Imagine a bank outage that lasts for days, leaving almost a million deposit accounts inaccessible and causing significant financial hardship for customers. Such incidents are not uncommon in the ever-evolving world of information technology. Despite efforts to address IT complexity, outages and performance issues are still prevalent. However, a technological solution to a social problem is reshaping the approach to IT complexity with a different perspective.


blog24-image
Figure 1: Autonomous vehicles

Take a look at autonomous vehicles – a revolutionary mobility technology that addresses social problems by preventing 1.35 million road accidents each year, reducing an individual's average time in traffic congestion by 150 hours, and minimising violations of road traffic rules. Tesla, Waymo, and Cruise by GM are a few examples of companies that have commercialized this technology. The ability of autonomous driving to anticipate and plan for upcoming driving situations is based on a philosophical concept called "Prudence." Technically, an autonomous driving vehicle is prudent or "looks ahead" with a combination of sensors and cameras that feed real-time data to artificial intelligence (AI). The AI makes autonomous decisions and operates to steer a car around seamlessly.
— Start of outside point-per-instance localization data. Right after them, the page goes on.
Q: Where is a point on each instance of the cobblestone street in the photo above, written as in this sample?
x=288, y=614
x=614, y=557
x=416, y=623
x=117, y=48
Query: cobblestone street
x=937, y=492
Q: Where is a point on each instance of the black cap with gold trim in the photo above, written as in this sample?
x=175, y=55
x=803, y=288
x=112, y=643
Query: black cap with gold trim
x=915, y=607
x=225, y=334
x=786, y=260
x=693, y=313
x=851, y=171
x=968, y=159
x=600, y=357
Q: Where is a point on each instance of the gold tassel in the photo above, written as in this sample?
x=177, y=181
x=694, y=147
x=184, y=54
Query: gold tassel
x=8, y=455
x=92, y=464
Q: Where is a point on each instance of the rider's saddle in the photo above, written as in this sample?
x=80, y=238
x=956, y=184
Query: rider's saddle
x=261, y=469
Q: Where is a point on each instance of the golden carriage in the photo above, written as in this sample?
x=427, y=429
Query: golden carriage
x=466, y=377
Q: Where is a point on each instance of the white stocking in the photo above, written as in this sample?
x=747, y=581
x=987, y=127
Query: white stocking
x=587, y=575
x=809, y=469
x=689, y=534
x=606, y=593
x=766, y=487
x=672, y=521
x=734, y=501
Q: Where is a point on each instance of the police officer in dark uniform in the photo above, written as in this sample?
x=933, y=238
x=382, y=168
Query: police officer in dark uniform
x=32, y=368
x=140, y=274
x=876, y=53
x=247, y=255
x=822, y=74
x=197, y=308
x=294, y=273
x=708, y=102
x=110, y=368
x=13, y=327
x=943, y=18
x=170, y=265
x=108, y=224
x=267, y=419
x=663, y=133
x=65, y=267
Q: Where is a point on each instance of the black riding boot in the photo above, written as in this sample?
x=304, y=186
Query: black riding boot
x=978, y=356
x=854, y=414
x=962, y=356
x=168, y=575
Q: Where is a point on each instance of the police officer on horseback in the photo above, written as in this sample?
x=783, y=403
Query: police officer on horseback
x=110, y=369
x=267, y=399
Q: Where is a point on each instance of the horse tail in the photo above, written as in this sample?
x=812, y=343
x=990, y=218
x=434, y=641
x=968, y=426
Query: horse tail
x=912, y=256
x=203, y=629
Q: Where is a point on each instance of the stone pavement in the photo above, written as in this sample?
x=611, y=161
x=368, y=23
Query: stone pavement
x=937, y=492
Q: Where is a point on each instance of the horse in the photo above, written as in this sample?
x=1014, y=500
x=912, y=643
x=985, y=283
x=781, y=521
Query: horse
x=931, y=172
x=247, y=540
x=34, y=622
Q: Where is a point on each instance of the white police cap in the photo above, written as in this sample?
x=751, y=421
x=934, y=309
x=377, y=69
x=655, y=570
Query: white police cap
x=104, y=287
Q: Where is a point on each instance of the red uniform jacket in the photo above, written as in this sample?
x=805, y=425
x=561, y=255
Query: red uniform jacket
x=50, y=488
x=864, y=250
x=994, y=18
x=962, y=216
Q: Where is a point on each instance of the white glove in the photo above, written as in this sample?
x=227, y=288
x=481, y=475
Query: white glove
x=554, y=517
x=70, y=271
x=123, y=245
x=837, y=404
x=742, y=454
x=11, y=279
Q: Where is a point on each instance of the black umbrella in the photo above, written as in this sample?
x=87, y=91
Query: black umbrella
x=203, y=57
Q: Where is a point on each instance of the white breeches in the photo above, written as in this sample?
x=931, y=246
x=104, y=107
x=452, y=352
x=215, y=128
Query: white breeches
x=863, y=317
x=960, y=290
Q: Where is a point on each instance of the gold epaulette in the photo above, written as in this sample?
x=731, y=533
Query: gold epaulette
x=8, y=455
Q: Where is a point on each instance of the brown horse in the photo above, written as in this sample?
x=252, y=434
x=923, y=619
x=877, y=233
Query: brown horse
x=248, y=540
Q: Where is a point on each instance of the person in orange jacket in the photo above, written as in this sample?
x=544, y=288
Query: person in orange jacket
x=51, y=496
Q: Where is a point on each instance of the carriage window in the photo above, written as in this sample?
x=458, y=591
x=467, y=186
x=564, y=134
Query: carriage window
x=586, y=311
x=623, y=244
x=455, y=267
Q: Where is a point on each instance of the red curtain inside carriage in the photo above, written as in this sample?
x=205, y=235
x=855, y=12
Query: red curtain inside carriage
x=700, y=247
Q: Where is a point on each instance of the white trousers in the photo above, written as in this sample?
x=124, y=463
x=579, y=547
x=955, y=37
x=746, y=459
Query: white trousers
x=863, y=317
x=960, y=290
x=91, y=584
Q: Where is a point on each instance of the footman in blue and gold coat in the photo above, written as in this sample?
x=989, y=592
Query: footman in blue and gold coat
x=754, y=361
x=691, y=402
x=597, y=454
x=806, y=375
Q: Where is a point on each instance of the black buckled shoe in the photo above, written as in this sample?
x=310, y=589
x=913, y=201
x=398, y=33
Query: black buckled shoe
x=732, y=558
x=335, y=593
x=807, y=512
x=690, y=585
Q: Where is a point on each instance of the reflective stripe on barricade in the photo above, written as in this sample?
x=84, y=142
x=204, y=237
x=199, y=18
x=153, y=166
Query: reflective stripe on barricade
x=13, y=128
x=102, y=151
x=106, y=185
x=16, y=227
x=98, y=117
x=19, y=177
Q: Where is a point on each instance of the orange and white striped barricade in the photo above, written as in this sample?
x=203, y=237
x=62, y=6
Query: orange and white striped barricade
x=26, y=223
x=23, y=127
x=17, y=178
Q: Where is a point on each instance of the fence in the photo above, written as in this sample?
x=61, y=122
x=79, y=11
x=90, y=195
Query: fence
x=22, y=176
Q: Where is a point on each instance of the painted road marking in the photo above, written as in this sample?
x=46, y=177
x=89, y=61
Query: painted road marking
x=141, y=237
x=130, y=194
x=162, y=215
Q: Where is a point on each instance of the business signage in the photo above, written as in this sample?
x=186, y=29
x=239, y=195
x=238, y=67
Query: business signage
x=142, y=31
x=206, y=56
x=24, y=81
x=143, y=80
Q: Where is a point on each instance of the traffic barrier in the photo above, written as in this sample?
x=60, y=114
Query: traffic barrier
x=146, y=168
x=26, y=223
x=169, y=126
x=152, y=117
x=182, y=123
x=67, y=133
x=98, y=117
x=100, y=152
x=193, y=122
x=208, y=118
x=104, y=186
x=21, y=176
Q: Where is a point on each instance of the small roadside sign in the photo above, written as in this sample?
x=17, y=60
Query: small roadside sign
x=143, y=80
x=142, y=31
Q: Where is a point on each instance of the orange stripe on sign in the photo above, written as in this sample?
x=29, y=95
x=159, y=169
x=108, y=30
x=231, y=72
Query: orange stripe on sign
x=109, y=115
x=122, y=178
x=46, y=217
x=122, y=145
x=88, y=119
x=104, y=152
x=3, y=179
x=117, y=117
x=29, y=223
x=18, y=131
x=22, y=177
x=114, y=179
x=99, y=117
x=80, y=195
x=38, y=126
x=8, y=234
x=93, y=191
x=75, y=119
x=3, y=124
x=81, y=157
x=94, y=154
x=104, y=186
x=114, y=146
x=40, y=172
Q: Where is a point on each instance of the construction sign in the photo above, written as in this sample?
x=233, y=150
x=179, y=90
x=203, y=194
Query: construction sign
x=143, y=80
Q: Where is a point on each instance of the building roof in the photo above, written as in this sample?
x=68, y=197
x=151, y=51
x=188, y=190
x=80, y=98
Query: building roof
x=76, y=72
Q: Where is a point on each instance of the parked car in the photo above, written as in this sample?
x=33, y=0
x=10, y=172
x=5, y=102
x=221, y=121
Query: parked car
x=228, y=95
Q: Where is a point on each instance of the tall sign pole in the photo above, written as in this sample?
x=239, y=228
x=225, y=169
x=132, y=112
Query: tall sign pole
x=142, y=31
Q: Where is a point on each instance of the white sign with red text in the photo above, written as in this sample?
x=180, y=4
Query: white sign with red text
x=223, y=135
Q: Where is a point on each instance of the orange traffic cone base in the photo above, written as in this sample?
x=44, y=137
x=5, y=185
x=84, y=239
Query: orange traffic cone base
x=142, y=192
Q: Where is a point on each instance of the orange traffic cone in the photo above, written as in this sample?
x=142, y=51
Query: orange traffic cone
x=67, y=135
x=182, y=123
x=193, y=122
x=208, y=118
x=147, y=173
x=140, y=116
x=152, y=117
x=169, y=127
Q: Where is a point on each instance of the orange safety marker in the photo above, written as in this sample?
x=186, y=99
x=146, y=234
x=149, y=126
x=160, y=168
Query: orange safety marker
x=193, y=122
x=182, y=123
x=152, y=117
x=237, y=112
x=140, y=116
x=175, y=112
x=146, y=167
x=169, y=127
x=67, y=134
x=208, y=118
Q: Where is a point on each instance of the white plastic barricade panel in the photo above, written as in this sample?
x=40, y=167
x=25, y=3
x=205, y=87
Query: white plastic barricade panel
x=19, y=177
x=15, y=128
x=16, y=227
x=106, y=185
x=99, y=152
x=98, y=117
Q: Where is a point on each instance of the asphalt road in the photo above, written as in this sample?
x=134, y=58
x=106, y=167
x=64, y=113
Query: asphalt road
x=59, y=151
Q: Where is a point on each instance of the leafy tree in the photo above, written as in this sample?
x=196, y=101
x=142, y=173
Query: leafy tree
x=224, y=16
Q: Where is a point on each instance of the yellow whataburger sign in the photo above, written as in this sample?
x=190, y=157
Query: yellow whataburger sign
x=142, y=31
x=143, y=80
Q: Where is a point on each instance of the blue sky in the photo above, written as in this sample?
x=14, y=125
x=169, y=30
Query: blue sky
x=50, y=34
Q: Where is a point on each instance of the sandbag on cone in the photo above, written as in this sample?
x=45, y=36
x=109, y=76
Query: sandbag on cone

In the IT world, operations are a fundamental part of organisations. They steer the collective vehicle of IT infrastructure components on a journey to provide the best user experience. Managing the criticality of infrastructure and millions of end-users every day is a daunting task. Most IT organizations experience a bumpy ride while dealing with the complexity of infrastructure, the cost to manage its performance, scalability to support its user base, and security to keep data safe. Manual operations and the continuous addition of people to manage the ever-growing complexity of infrastructure are the top reasons for this. IT organizations try to maintain business momentum by spending huge resources on managing IT clutter instead of reducing it.
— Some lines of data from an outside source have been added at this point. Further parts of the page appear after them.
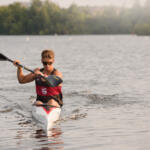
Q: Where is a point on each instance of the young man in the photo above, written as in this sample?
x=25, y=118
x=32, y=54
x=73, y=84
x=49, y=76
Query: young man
x=45, y=94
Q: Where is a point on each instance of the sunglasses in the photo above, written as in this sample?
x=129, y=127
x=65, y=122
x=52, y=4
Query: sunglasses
x=47, y=63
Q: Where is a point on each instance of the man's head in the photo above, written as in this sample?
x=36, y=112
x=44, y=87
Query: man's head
x=47, y=58
x=47, y=54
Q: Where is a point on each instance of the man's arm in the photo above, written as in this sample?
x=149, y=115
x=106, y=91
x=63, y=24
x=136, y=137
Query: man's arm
x=24, y=78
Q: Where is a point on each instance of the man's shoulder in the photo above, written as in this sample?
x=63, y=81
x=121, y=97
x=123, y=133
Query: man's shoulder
x=58, y=73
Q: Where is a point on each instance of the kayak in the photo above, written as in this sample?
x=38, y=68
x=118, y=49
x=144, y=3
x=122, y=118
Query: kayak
x=46, y=116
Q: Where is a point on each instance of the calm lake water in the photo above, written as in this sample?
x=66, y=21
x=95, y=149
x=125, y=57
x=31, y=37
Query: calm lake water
x=106, y=93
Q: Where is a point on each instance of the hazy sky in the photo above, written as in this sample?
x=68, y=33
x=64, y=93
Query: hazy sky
x=66, y=3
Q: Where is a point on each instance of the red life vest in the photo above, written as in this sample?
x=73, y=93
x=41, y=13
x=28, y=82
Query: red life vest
x=45, y=92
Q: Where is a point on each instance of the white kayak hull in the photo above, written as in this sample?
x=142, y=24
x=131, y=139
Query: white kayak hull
x=45, y=116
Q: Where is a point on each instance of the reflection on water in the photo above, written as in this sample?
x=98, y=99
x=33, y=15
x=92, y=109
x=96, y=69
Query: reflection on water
x=51, y=141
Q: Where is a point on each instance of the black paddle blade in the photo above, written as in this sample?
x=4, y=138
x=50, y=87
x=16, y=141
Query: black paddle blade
x=2, y=57
x=54, y=80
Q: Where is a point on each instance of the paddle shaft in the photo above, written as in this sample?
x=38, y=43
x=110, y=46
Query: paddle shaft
x=20, y=65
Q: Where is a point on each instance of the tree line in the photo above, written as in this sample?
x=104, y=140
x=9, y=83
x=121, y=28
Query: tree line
x=44, y=18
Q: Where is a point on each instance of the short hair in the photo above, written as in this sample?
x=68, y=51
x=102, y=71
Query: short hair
x=47, y=54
Artificial Intelligence for IT Operations (AIOps) emerged ten years ago to make this bumpy ride smoother. AIOps helps the operations team detect issues faster and take actions to resolve them quickly using traditional AI. However, the new need is for ‘autonomous operations’ with proactive approaches—which can move past AIOps and achieve prevention of issues even before they occur. It can radically reduce IT management costs and improve efficiency with the least manual efforts possible. This will become a reality only by leveraging advanced deep AI, continuously training it to understand current business behavior and relating it to the fundamental components that drive operations.


blog24-image
Figure 2: Autonomous IT operations

While being proactive is the new necessity, reactive approaches cannot be abandoned altogether. AIOps reactive root cause analysis (RCA) reveals the blast radius and the impacted components due to an IT infrastructure issue. It also identifies the cause as either an internal variable of the infrastructure that can be controlled or an external variable like network speed or third-party integrations, which are beyond the control of an IT organization. In addition to these reactive approaches, AIOps tools need to provide accurate information on possible impacts to prevent them. This transformation to proactive AIOps is seen as an emerging market of Pre-emptibility with pre-emptive tech like Autonomous Operations (Auto-Ops). Auto-Ops addresses familiar and novel situations differently and uses knowledge from both to identify early symptoms of an IT issue. These recognized symptoms of issues can proactively keep any IT infrastructure immune from similar categories of failures.


Auto-Ops can help businesses manage IT clutter with a new benchmark of efficiency and optimized cost. Auto-Ops is capable of transforming the IT world by identifying a new issue, recalling how it emerged, and preventing its future occurrence. Going back to the IT problems faced by our bank, envision the solution. Imagine identifying the early symptoms of an IT catastrophe and taking immediate action to mitigate a calculated impact with Auto-Ops.